【完】ラブ☆パワー全開



暫くして出て来た仁は、
楽しそうに笑ってて。


だんだん近付いてくると
聞こえてくる会話に耳を塞ぎたくなってしまう。



「ね、観て正解だったでしょう?」

「おー。まじでアイツ等、最高やったな」

「ねー! でも最後まで観れなかったのが残念だね」

「まぁな。でも礼子も敦達と観てればよかったのに」

「んー、仁が居なきゃツマンナイじゃん」

「何やそれ」

「敦、彼女とラブラブだし」

「あぁ、確かにな」



そこには楽しそうに笑う仁が居て。

その横には、
当たり前かのように笑う礼子ちゃんが居て。



あたし……何やってんだろ。



「綾さん、待たせてごめんな!」



駄目、だ。
顔見れないや。


だけど礼子ちゃんに嫉妬してるなんてバレたくない。



「あ、仁。

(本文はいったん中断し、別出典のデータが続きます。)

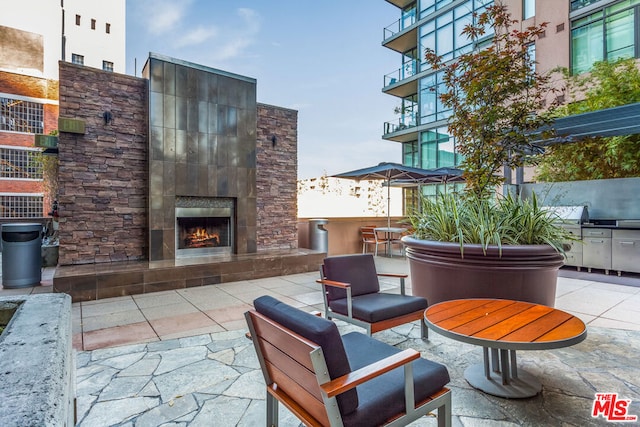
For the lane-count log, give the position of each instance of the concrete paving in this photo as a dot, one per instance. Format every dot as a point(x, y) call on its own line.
point(180, 357)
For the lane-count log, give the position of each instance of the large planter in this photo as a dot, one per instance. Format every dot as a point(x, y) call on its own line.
point(520, 272)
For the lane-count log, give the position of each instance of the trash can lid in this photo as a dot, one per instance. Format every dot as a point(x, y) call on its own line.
point(18, 227)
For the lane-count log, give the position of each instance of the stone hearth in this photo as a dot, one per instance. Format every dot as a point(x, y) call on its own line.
point(96, 281)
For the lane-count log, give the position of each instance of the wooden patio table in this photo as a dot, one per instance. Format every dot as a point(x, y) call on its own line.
point(504, 326)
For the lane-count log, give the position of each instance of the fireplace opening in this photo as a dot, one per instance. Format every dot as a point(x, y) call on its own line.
point(203, 231)
point(210, 232)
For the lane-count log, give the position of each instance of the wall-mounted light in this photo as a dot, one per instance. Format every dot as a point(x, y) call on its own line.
point(107, 116)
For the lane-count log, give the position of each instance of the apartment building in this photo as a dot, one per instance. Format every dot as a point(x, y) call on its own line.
point(34, 36)
point(578, 33)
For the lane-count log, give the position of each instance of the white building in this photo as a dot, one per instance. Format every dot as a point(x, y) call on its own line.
point(36, 34)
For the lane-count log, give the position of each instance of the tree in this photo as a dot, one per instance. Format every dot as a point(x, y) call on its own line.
point(609, 84)
point(495, 94)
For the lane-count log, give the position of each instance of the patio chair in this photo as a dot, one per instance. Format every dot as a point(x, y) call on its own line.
point(351, 293)
point(370, 237)
point(326, 379)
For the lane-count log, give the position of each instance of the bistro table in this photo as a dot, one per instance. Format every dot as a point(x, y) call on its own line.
point(388, 235)
point(502, 327)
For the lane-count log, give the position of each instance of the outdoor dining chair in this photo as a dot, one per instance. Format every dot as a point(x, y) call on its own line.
point(351, 292)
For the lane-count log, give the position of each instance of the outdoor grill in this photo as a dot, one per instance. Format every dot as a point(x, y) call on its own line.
point(571, 219)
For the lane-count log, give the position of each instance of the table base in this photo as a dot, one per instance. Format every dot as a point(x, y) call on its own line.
point(526, 385)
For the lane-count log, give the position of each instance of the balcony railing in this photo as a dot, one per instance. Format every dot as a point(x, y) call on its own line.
point(408, 70)
point(407, 20)
point(405, 121)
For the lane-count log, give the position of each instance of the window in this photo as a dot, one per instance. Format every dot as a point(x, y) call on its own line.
point(606, 34)
point(437, 149)
point(77, 59)
point(528, 9)
point(579, 4)
point(444, 33)
point(21, 116)
point(20, 163)
point(18, 206)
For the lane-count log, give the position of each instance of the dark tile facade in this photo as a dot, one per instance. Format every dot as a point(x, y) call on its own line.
point(202, 144)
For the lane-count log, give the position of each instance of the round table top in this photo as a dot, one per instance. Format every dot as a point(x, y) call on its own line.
point(505, 324)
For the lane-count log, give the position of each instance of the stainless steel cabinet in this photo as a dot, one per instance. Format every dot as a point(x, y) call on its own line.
point(625, 251)
point(596, 252)
point(573, 248)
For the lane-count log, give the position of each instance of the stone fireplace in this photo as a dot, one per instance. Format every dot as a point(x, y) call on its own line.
point(186, 143)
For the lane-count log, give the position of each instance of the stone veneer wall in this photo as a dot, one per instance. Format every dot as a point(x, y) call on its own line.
point(103, 173)
point(103, 176)
point(276, 177)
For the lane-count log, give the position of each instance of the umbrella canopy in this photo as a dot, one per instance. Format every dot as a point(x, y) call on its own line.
point(389, 172)
point(443, 175)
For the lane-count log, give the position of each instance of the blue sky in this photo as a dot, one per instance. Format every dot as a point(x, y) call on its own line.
point(323, 58)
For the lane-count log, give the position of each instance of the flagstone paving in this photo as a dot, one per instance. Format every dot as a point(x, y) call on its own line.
point(181, 358)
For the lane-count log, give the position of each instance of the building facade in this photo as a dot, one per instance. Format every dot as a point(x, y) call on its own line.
point(34, 36)
point(578, 33)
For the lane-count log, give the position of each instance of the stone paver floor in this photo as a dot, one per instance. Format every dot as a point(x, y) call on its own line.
point(180, 358)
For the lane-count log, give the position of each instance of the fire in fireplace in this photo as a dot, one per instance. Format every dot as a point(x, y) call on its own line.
point(203, 231)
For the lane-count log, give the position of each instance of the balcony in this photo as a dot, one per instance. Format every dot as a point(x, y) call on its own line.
point(402, 35)
point(401, 3)
point(403, 81)
point(404, 129)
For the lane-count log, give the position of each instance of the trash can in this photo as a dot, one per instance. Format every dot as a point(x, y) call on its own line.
point(318, 235)
point(21, 256)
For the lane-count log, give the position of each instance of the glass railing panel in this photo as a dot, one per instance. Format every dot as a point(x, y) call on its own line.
point(409, 69)
point(405, 121)
point(407, 20)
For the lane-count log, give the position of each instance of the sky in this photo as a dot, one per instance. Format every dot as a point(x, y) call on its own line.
point(323, 58)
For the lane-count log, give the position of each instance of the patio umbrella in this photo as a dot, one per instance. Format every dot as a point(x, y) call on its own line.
point(388, 172)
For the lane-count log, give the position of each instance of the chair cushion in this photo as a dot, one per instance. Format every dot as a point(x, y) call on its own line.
point(358, 270)
point(381, 306)
point(319, 330)
point(383, 397)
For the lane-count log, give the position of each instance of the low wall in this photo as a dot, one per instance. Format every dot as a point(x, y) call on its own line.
point(344, 233)
point(36, 361)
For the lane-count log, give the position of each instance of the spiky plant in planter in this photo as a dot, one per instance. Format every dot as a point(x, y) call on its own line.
point(476, 245)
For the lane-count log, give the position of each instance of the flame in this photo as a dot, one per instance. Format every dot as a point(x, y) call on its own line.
point(200, 236)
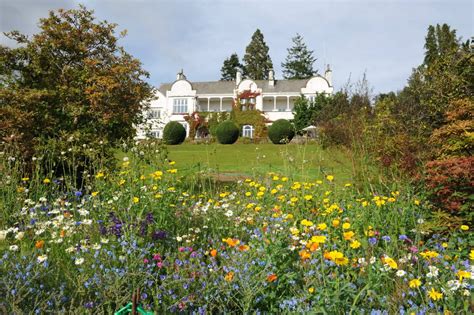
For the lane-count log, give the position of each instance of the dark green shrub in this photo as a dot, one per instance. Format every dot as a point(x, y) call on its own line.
point(281, 131)
point(174, 133)
point(227, 132)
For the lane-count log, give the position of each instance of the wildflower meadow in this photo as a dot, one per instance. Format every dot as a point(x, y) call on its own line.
point(267, 244)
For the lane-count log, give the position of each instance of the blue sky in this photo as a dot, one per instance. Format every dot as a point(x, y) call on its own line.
point(382, 38)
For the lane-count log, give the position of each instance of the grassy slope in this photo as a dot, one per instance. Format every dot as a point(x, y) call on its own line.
point(307, 161)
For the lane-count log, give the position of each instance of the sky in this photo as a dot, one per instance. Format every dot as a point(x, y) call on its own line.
point(381, 38)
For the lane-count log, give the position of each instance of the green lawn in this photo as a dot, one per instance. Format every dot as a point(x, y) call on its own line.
point(305, 161)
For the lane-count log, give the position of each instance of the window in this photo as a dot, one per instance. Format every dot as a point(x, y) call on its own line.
point(247, 131)
point(180, 105)
point(155, 134)
point(154, 114)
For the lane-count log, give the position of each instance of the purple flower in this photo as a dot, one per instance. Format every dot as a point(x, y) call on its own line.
point(158, 235)
point(372, 241)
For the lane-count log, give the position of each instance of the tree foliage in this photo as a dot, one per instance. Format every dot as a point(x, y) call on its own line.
point(257, 61)
point(174, 133)
point(281, 131)
point(230, 67)
point(299, 61)
point(70, 79)
point(227, 132)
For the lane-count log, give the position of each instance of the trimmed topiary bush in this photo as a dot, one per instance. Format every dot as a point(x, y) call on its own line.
point(227, 132)
point(174, 133)
point(281, 131)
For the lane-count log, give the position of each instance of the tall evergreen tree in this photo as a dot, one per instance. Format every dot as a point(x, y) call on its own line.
point(440, 42)
point(299, 62)
point(257, 61)
point(230, 67)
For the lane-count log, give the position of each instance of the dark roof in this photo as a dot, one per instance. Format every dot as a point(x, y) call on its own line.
point(227, 87)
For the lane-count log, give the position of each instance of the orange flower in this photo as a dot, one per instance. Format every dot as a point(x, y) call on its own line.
point(272, 277)
point(229, 276)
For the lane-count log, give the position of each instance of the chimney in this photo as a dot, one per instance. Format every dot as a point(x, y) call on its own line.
point(328, 75)
point(238, 77)
point(271, 78)
point(180, 76)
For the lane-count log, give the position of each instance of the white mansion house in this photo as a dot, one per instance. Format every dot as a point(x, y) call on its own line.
point(275, 98)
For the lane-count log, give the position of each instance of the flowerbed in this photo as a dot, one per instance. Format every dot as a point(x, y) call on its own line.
point(267, 244)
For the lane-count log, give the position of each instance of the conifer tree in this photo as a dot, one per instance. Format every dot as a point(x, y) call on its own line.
point(230, 67)
point(299, 62)
point(257, 61)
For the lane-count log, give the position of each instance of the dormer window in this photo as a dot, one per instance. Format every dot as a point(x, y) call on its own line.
point(180, 106)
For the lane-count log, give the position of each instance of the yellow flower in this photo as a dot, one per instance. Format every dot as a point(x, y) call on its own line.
point(322, 226)
point(415, 283)
point(429, 254)
point(318, 239)
point(463, 274)
point(304, 254)
point(435, 295)
point(355, 244)
point(348, 235)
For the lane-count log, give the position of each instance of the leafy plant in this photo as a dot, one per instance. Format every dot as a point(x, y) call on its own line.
point(281, 131)
point(174, 133)
point(227, 132)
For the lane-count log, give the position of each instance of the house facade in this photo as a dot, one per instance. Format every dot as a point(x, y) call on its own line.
point(275, 98)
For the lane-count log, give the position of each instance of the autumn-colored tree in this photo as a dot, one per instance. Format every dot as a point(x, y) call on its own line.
point(72, 79)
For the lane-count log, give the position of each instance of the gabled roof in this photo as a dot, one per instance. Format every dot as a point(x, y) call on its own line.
point(227, 87)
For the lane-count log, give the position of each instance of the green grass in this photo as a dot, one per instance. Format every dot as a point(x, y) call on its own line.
point(308, 161)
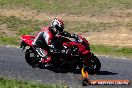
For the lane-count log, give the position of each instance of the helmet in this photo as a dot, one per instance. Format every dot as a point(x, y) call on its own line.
point(57, 25)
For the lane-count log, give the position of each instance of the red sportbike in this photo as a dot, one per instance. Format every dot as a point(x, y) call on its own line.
point(79, 56)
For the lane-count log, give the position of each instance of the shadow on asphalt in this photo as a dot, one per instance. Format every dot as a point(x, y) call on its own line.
point(106, 73)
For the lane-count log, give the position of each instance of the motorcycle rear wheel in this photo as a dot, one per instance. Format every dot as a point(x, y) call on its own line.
point(91, 64)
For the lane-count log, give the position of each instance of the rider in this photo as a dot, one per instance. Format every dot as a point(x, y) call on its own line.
point(49, 34)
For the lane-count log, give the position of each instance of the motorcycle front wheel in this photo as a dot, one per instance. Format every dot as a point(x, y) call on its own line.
point(30, 57)
point(91, 64)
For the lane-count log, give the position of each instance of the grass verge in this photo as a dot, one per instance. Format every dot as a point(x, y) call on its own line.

私行くね」

「おう」



あたしの目の前直前で突然、
礼子ちゃんがアッサリと引いた。


それに驚いて、
あたしが顔をあげるとふんわり笑い軽く会釈をして立ち去る。



何なんだろう、あの子。

全然掴めないよ?



「綾さん?」



仁の声に反応することも出来ないくらいに、
あたしの頭の中は礼子ちゃんでいっぱいになってしまった。